Prix immobiliers : le bilan à fin avril

Publié le 01/06/2020 10:06 | Par Laura Martin

Le nouveau baromètre LPI-Seloger qui regroupe les données de plusieurs acteurs majeurs du secteur de l’immobilier dont Capifrance et Optimhome, vient d’être publié. On fait le point sur les diverses tendances du marché constatées à fin avril.

Chute des ventes partout sur le territoire

Bien évidemment, la mise en œuvre du confinement à compter du 17 mars a profondément bousculé le volume des transactions immobilières. Alors que le nombre de compromis de vente signés en mars avait diminué de 50,1% par rapport au mois de mars 2019, le nombre de ventes a encore très sévèrement dégringolé le mois dernier.

Ainsi, à fin avril, on a pu constater un recul du nombre de compromis signés de 82,9% en glissement annuel pour l’ensemble du territoire français. La Province, bien que fortement marquée par cette diminution (81%) n’a rien à envier à l’Ile-de-France (87,2%) tout comme à Paris où l’on ne compte pas moins de 89,3% de baisse !

D’un point de vue trimestriel, le nombre de compromis de vente signés en France a reculé de 47,9% à fin avril et il est évident que la crise économique liée au Covid-19 continuera à perturber le marché immobilier pendant encore quelque temps. La reprise du marché immobilier ancien sera lente, mais grâce au déconfinement, une augmentation du volume des transactions devrait tout de même s’observer dans les semaines à venir.

Immobilier ancien : une hausse majoritaire des prix

La hausse des prix s’accentue dans les grandes villes…

Les prix n’ont reculé en avril que dans 5 % des villes de plus de 100 000 habitants : c’est le constat que dresse le baromètre de ce mois-ci. En effet, même si on aurait pu penser que les prix allaient se relâcher du fait de la crise, ce n’est majoritairement pas le cas. Les ménages avec un pouvoir d’achat moindre ont quitté le marché et laissent place à des acquéreurs plus généreux. De plus, les annonces immobilières pour vendre un appartement ou une maison se raréfient également. De ce fait, les prix immobiliers en France continuent leur ascension : 3 571 € le m² en moyenne. Ce chiffre au m² signé et mesuré en niveau annuel glissant a ainsi augmenté de 5,2 % sur un an, contre 3,6 % à la même période l’an dernier. Au trimestre, ce chiffre atteint 2,6% de hausse.

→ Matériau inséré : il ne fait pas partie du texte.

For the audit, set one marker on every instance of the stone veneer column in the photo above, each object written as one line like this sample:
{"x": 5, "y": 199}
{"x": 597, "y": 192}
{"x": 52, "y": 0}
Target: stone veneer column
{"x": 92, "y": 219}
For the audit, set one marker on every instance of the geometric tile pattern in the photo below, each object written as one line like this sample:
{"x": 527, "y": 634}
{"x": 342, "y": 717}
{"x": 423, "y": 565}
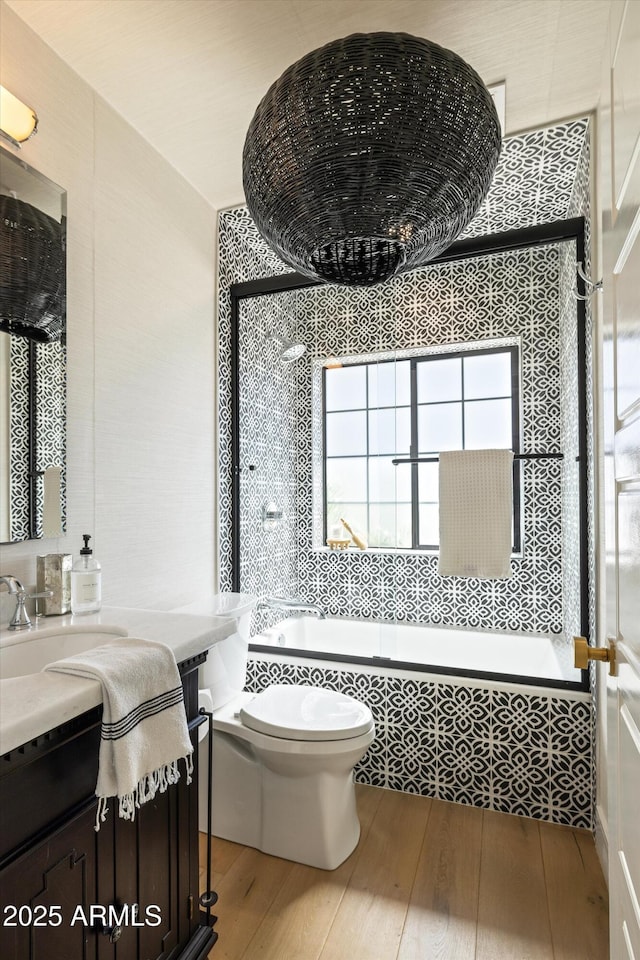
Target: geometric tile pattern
{"x": 507, "y": 750}
{"x": 503, "y": 750}
{"x": 50, "y": 434}
{"x": 510, "y": 295}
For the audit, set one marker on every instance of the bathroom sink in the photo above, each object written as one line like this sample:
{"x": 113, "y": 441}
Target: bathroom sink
{"x": 25, "y": 653}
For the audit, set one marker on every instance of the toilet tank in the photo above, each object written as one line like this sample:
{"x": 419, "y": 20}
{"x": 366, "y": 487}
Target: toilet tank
{"x": 225, "y": 670}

Dans les grandes villes de France, la hausse des prix est donc majoritaire. À Paris par exemple, on observe un prix au m² signé de 10 904€ soit une augmentation de 5,2% sur un an. Le constat est le même pour les villes de Marseille (3 404€/m² signé, +8,1%), Lyon (5 324€/m² signé, +9,9%) ou encore Toulouse (3 639€/m², +8,3%). De plus, la hausse dépasse même les 10% à Metz (2 469€/m², +12,4%), Mulhouse (1 623€/m², +11,7%), Villeurbanne (3 572€/m², +11,7) et Montreuil (6 350€/m², +10,5%).

… à l’exception de 5% d’entre elles.

Comme nous venons de le voir plus haut, 5% des villes de France de plus de 100 000 habitants profitent cependant d’une baisse des prix immobiliers. Parmi celles-ci, nous pouvons citer Bordeaux avec un recul de 1,3% du prix au m² moyen signé (4 822€), Nîmes avec une baisse de 5,7% (1 996€/m²), la ville de Fréjus avec 6,5% de moins constaté (3 034€) ou encore Villeneuve-D’ascq (2 149€/m², -10,4%) et Tourcoing (2 396€/m², -11,7%). La ville de Beauvais enregistre quant à elle la plus grosse baisse avec -12% : aujourd’hui pour y acquérir un bien immobilier, il vous faudra ainsi dépenser 1 662€ du m².

Les maisons individuelles plébiscitées

Les mesures de confinement, comme nous l’évoquions dans un précédent article, ont modifié les attentes des Français concernant leur projet immobilier : ils cherchent désormais à acheter un logement plus grand avec un extérieur quitte à se délocaliser. Les données du baromètre témoignent de ce phénomène : les prix des maisons dans l’ancien progressent plus vite que ceux des appartements. Les Français sont donc de plus en plus à la recherche d’une maison individuelle ! Cette évolution est d’autant plus rapide dans les périphéries des grandes villes qu’intra-muros. Les métropoles de Grenoble, Rennes et Strasbourg constatent en effet une hausse significative des prix en périphérie.